И еще вспоминает Леша, глядя на полоску света под дверью Митиной комнаты. Летая на тяжелых кораблях, курсанты подолгу вели машину самостоятельно. Леша с нетерпением ждал своей очереди. Он предвкушал, как здорово поведет машину. Как его похвалит майор. Как товарищи скажут: «А что? Лешка — он всегда лучше всех ориентируется».
И вот он повел. И почти тотчас запутался. Сначала он запутался чуть-чуть. Ему стало страшновато. И стыдно перед товарищами: ведь чем больше напутает он, тем труднее будет Володе Дроздову, который поведет машину вслед за ним. Он стал путать все сильней и пуще всего боялся, что инструктор возьмет управление в свои руки, — вот тогда позор на все училище! И, думая об этом, он напрочь перестал узнавать местность. И тогда майор встал позади Леши, вгляделся в бортовой журнал, положил руку ему на плечо и сказал: «Успокойся, Леша, промерь еще раз путевую скорость. Справишься».

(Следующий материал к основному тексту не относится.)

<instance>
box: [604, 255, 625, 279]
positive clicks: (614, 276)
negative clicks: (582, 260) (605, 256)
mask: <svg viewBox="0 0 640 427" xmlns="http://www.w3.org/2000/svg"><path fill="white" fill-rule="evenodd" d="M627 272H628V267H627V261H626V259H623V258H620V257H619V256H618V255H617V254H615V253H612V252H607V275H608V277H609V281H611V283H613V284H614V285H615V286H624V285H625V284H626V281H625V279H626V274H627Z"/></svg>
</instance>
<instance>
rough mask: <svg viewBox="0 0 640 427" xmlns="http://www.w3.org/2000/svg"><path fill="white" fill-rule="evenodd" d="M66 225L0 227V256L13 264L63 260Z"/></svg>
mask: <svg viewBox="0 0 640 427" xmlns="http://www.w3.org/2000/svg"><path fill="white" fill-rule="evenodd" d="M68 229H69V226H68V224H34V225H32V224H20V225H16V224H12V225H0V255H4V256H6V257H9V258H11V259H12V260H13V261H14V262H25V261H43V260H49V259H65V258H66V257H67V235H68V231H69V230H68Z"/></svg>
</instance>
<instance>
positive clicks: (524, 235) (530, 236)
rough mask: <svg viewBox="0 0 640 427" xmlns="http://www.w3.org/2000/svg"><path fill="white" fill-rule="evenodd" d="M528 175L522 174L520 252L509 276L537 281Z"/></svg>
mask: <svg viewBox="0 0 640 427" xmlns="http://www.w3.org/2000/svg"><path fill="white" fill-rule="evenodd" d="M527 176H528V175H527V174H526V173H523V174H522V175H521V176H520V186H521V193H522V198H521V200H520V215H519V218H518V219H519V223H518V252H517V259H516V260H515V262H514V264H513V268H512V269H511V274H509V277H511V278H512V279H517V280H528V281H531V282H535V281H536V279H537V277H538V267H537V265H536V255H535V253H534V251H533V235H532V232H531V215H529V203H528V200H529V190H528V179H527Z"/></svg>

Не «товарищ курсант», а вот именно «Леша». И он успокоился. Промерил еще раз путевую скорость, определился, понял, что к чему. Стало весело, уверенно. После полета Кононов не шумел на общем разборе, не поднимал на смех, как другие инструкторы. Нет, Леша этого никогда не забудет.
А потом? Потом война. Эвакуация в Восточную Сибирь. Ускоренный выпуск. Отправка в маршевый полк. Кононов пошел вместе с группой выпускников на фронт. Он был штурманом авиаполка. И он погиб на глазах у Леши. Нет, не надо сейчас об этом. Сейчас надо думать о деле. Когда майор погиб, в его чемодане нашли записку — он поручал Леше разобрать вещи и отослать их семье. Сверху лежало неотправленное письмо. Леша прочел его:
«Почему ты молчишь? Почему ты не пишешь? Ты ведь знаешь, у меня на свете нет ничего дороже тебя и детей. Что случилось? Я по всему вижу что-то стряслось у вас там, а что?»
Потом Леша узнал — судили старшего сына, тринадцатилетнего мальчишку. Судили за какую-то кражу и дали год условно. Надо бы узнать, помочь. Леша писал в Подгорск — и в горсовет, и в суд, и в городской комитет комсомола. Ответа он не получил. Вот тогда-то он и решил рассказать обо всем Поливанову. А Поливанов… Эх, каменная душа… Разве до тебя достучишься!